James Spann: Warm afternoons, pleasant nights, no rain for Alabama
DRY WEATHER CONTINUES: Most of Alabama will stay dry through the weekend with sunny, warm days and clear, pleasant nights. A few isolated showers could show up near the Gulf Coast over the weekend, but the rest of the state will be rain-free. Highs will remain between 86 and 89 degrees.NEXT WEEK: Heat levels rise as an upper ridge continues to build; highs will be between 90 and 94 degrees with sunny days and fair nights. There’s still no sign of any big rain event for Alabama for the next seven to 10 days.FOOTBALL WEATHER: Clear weather is the story for the high school football games across Alabama Friday night with temperatures falling into the 70s during the games.
Saturday, Auburn hosts Penn State (2:30 p.m. kickoff) at Jordan-Hare Stadium.

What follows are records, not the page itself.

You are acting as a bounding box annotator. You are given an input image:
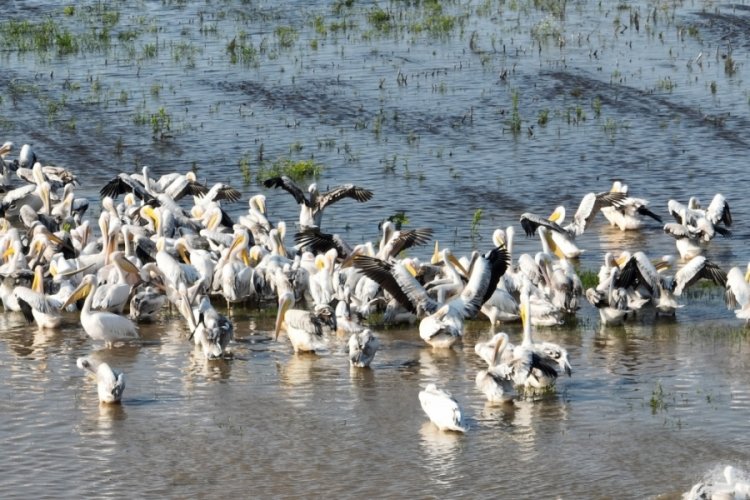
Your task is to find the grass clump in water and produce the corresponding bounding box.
[257,158,323,182]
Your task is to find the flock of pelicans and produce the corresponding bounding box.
[0,142,750,498]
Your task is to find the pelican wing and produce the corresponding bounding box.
[13,286,56,314]
[672,255,727,295]
[206,183,242,203]
[461,246,509,318]
[294,227,352,259]
[352,255,440,314]
[263,175,310,207]
[635,204,663,222]
[520,212,567,237]
[318,184,372,210]
[614,252,659,293]
[284,309,323,337]
[388,227,432,257]
[566,191,627,236]
[165,176,208,201]
[664,222,698,239]
[725,267,750,309]
[706,193,732,226]
[99,173,153,200]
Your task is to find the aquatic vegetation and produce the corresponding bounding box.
[508,89,521,135]
[256,157,323,182]
[471,208,483,239]
[649,382,667,415]
[273,26,299,49]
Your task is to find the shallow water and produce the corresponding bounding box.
[0,1,750,498]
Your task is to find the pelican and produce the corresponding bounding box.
[601,181,662,231]
[682,465,750,500]
[671,255,727,296]
[725,264,750,324]
[419,384,467,432]
[349,328,380,368]
[263,175,372,228]
[76,357,125,403]
[512,285,571,391]
[474,332,515,368]
[129,286,167,321]
[274,292,336,353]
[13,265,62,330]
[188,296,234,359]
[353,247,508,348]
[60,274,138,347]
[474,333,516,403]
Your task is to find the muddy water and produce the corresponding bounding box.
[0,1,750,498]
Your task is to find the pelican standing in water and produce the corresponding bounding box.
[263,175,372,228]
[13,266,62,330]
[419,384,466,432]
[349,328,380,368]
[76,357,125,403]
[274,292,336,353]
[60,274,138,347]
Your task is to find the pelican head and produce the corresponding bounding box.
[273,292,294,340]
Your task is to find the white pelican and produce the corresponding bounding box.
[474,333,516,403]
[13,265,62,329]
[187,296,234,359]
[512,286,571,390]
[419,384,467,432]
[682,465,750,500]
[263,175,372,228]
[129,286,167,321]
[586,266,632,325]
[601,181,662,231]
[671,255,727,296]
[348,328,380,368]
[61,274,138,347]
[474,332,515,368]
[76,357,125,403]
[91,250,140,314]
[725,264,750,324]
[274,292,336,353]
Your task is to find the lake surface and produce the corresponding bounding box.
[0,0,750,498]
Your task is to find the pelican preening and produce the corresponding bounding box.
[419,384,467,432]
[0,138,750,446]
[76,357,125,403]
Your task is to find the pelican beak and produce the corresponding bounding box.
[519,302,529,329]
[492,337,506,366]
[341,248,363,269]
[315,254,326,271]
[273,294,292,340]
[60,281,91,311]
[448,254,469,276]
[404,261,418,278]
[3,246,16,262]
[206,210,221,231]
[430,240,441,266]
[117,256,141,276]
[564,359,573,377]
[47,233,65,245]
[548,207,562,222]
[177,242,190,264]
[31,266,44,293]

The sky will be sunny and the temperature about 87 degrees at kickoff. Alabama will host Louisiana-Monroe (3 p.m. kickoff) at Bryant-Denny Stadium. It will be sunny and very warm, with temperatures falling from near 88 degrees at kickoff into the low 80s by the final whistle.
UAB is also at home, hosting Georgia Southern at Protective Stadium in downtown Birmingham (2:30 p.m. kickoff). Expect a sunny sky with a kickoff temperature around 87 degrees, falling into the low 80s by the end of the game.
TROPICS: Tropical Storm Fiona is a highly sheared system in the Atlantic about 450 miles east of the Leeward Islands with winds of 50 mph. Moderate shear, generally out of the west, is expected to continue for much of the forecast period, and the National Hurricane Center is forecasting Fiona to stay below hurricane strength for the next five days. It will turn north by early next week near Puerto Rico or Hispaniola, and most likely will remain well east of the contiguous U.S. The system is no threat to the Gulf of Mexico.The rest of the Atlantic basin is very quiet.
ON THIS DATE IN 1945: A hurricane entered the south Florida coast at Homestead, curving northward right up through the center of Florida, remaining over land, and exited near Jacksonville Beach with winds gusting to 170 mph. The following is from the Homestead Air Reserve Base. “On Sept. 15, 1945, three years to the day after the founding of the Homestead Army Air Field, a massive hurricane roared ashore, sending winds of up to 145 miles per hour tearing through the Air Field’s buildings.”
ON THIS DATE IN 2020: Hurricane Sally was nearing the Alabama Gulf Coast. It would make landfall in Gulf Shores at 5 a.m. the next day, Sept. 16, as a strong Category 2 hurricane with maximum sustained winds of 105 mph. Sally produced widespread wind, storm surge and freshwater flooding across coastal Alabama and the western Florida Panhandle. Flood and wind damage also extended well inland into southwest Alabama and south central Alabama. Sally was an extremely slow-moving hurricane, which prolonged and exacerbated the local impacts. The storm was moving at less than 5 mph at the time of landfall, resulting in a long duration of tropical-storm- and hurricane-force winds, storm surge and torrential rainfall.